(Bloomberg) -- Euro-zone monetary policy is subsidizing the finance industry to such a degree that national central banks are having to curtail the cash distributions they normally hand to governments.
The sting in the tail of the European Central Bank’s massive pandemic stimulus, in particular its so-called TLTRO program of loans, is that monetary authorities from Estonia to Austria are facing reduced earnings. That means less money feeding into national treasuries.
The smaller profits, or even losses, are tangible evidence of how monetary policy is straying into territory more usually occupied by fiscal authorities. That’s a source of unease among some officials who would rather the ECB sticks to its knitting, independent of political concerns, and lets governments determine such subsidy-like decisions.
“Policies like the TLTRO discount are fiscal measures,” said Richard Barwell, an economist at BNP Paribas Asset Management. “It is perfectly reasonable for politicians to take an interest in that, and for central bankers to start worrying about potentially large subsidies to any institution or individual.”
The phenomenon is likely to be widespread after the ECB decided last year to sweeten its long-term loans for lenders with interest rates on offer as low as -1%, on condition that they keep credit flowing to the economy.
The ECB and its members have been earning less from the subzero rate on the deposit facility ever since late 2019, when they exempted banks from a portion of charges to relieve the strain on their margins.
The euro area’s monetary authorities each generate money from operations implementing ECB policies such as quantitative easing. They also get a cut as shareholders in the Frankfurt institution relative to each economy’s size.
The euro zone’s central banks doled out more than 1.6 trillion euros ($1.83 trillion) in long-term loans to banks last year subject to the lowest interest rate. The leniency of the TLTRO program could have allowed around three quarters of the participating banks to benefit from the most generous terms, according to Rishi Mishra, an analyst at Futures First.

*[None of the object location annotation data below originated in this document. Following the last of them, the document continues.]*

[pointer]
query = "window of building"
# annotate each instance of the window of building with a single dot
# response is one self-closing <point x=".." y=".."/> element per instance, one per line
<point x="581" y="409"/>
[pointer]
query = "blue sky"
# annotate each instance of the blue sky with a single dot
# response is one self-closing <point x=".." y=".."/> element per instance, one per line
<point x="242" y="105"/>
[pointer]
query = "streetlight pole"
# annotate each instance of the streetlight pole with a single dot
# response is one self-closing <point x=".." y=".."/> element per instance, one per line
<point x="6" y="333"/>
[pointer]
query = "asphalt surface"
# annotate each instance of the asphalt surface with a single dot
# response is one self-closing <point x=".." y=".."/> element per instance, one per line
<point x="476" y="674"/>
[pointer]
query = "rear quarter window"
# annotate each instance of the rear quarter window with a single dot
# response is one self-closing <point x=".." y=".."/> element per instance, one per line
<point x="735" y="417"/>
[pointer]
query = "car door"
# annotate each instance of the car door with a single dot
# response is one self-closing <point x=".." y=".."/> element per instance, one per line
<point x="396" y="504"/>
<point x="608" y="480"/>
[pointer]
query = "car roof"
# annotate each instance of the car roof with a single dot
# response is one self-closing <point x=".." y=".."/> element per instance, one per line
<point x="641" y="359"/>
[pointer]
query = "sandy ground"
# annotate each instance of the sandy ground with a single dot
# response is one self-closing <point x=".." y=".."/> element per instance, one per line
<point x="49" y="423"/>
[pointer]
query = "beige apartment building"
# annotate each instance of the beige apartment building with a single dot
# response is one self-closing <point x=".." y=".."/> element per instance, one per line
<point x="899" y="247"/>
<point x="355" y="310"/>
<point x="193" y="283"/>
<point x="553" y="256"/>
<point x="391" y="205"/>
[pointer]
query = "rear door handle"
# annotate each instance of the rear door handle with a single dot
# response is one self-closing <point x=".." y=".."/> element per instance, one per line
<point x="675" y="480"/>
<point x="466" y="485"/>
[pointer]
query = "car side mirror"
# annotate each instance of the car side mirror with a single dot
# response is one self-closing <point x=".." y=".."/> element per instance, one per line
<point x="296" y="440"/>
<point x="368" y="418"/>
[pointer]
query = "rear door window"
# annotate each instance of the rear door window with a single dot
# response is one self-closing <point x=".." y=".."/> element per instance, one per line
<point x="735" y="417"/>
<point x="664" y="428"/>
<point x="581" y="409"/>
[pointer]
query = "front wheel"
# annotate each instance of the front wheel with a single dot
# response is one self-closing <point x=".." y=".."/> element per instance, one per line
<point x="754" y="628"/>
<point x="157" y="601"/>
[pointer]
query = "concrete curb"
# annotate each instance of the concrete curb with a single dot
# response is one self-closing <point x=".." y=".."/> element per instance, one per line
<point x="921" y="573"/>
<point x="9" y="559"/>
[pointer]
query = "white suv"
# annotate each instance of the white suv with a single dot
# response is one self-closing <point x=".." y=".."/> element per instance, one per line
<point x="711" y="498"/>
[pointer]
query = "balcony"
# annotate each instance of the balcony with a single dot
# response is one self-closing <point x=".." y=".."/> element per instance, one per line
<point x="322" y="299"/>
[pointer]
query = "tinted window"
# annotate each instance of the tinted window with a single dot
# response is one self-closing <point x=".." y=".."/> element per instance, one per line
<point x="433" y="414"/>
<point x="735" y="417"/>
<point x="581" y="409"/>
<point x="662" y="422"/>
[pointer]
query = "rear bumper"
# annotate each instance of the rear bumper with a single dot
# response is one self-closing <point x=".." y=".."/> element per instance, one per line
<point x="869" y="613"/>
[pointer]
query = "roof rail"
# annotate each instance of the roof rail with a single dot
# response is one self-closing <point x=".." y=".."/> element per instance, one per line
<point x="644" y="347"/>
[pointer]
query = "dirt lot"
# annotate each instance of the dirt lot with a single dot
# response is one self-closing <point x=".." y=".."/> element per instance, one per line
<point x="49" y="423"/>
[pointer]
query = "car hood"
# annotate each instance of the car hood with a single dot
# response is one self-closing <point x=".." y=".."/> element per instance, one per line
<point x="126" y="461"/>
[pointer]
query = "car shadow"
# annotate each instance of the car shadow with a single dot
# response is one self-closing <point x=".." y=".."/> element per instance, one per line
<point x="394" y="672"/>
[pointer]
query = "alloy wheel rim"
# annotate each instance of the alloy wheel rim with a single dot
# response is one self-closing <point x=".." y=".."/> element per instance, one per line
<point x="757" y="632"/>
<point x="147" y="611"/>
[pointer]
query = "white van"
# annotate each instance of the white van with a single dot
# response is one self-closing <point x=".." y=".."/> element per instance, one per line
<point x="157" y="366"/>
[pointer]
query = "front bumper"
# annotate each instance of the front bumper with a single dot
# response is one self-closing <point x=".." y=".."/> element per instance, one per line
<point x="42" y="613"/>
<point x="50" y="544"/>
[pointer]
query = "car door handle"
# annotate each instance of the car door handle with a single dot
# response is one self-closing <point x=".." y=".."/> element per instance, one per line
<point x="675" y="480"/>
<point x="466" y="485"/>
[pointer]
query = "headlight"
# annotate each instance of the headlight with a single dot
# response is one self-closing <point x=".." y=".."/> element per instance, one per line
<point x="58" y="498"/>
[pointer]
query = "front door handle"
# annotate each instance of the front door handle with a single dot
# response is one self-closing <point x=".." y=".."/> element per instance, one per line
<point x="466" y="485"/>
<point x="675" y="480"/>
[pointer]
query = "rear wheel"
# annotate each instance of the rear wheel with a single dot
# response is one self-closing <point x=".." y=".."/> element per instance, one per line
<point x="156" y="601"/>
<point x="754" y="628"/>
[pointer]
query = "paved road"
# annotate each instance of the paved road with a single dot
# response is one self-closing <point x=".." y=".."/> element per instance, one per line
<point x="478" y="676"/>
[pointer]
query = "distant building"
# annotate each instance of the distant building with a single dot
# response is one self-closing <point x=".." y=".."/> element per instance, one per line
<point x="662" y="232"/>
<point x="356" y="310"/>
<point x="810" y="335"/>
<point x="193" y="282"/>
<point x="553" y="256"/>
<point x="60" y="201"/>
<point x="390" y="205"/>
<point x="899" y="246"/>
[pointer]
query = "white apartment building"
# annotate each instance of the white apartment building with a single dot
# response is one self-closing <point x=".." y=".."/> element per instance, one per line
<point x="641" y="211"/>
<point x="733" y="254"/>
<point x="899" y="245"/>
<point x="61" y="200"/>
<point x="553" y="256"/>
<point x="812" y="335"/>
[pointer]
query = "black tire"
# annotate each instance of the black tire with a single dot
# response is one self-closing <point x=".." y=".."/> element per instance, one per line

While each central bank reports earnings at different times and with varying detail, those already signaling lower earnings include Estonia’s, which last month predicted a loss of 10 million euros for 2021. Austria’s government expects to receive no profit transfer at all, a prospect which was highlighted by one of its central bank’s board members in November.
The lower rate on TLTRO operations will “undoubtedly” hurt the earnings of euro-area central banks including that of Latvia, according to Janis Silkalans, a spokesman for the country’s central bank. The institution does still anticipate a profit this year.
The Dutch central bank also anticipates lower earnings from the impact of negative interest rates on their lending and purchase operations, though still expects a profit for 2021, according to a spokeswoman.
“The cost of the steps taken to keep the loan conditions for businesses and people as favorable as possible has been a sharp drop in revenues,” Estonian central bank Governor Madis Muller said in a press statement.
The German government is still counting on a 2.5 billion-euro payout from the Bundesbank, according to draft plans for 2021. That’s the amount it typically allocates to its budget each year, with any excess used to reduce debt.
A Bundesbank spokesperson declined to comment on its financial position before it releases its statement in March.
Coping With Losses
While finance ministries might be glad for any money they can find as they endure swelling budget deficits to fight the coronavirus crisis, such sums might be relatively marginal.
The wider question of whether losses at monetary authorities matter is largely academic, as observers of the Swiss National Bank’s huge earnings fluctuations might attest to. In theory, central banks can print money to replenish their capital. They can also simply carry over losses into following years, as the Bundesbank often did in the 1970s.
But the notion that governments are earning less from their central banks because of decisions by officials on how to support the finance industry is more politically charged -- not least in countries such as Germany, where concerns about monetary independence periodically flare up.
“Subsidies for lending are not necessarily wrong,” said Barwell of BNP Paribas. “The question is: which authority should have responsibility for deciding who gets that subsidy?”